P.S. You can view the PIG Main Camp site through daily photos taken by two web cams we set up last year.
December 15th, 2011 by Maria-Jose Viñas
By Lora Koenig
Byrd Camp (Antarctica), December 7 — At 4:45 PM today we boarded another Delta for a ride to Pegasus field. The last weather report we had for Byrd Camp was for half-mile visibility and 40-knot winds with blowing snow. The conditions were predicted to continue to deteriorate, so I expected the flight to be canceled. When we arrived Pegasus we saw our gear being loaded on an LC-130 flown by the 109th Air Wing. We also saw a plane taxiing to the skiway that was headed to WAIS Divide camp, which is about 100 kilometers (62 miles) from Byrd. So when we say that plane take off, we knew we had a good chance of getting into Byrd.

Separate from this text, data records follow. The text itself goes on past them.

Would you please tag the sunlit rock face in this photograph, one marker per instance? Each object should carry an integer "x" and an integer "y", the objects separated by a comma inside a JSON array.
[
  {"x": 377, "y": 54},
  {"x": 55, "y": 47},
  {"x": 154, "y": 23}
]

We took off at around 8 PM for the 3-hour flight to Byrd. Jessica got to ride in the cockpit for take-off. During the flight, we looked out the windows into clouds for most of the time, but at one point the Ross Ice Shelf was visible and we saw a large crack in the ice shelf, which was exciting to see though I do not know anything about the science behind it. I will ask and expert in a few weeks and get back to you with more information about the crack.
We arrived Byrd Camp around 11:00 PM. After we landed, all of our cargo was combat off-loaded. A combat off-load is when they open the back of the LC-130 and send the palettes out the back with a swift kick and a sudden acceleration of the plane. This method is very rough on our gear and we will have to double-check everything again to make sure nothing is broken. One of my constant reminders to the team is, “Don’t break anything”: We have to fix anything we break and we may not have the parts. So combat off-loading of gear makes me very nervous, but we didn’t have any other choice. And it is actually really fun to see the combat off-loads if you forget that it is your gear.
Here are some pictures of the combat off-load:
Here is a picture of the team finally in the field.
We had a quick tour of Byrd Camp and then went to tent city to our tents to sleep for the night. I was warm all night but others were a bit cold on their first night in their tents. We are finally ready to start the science!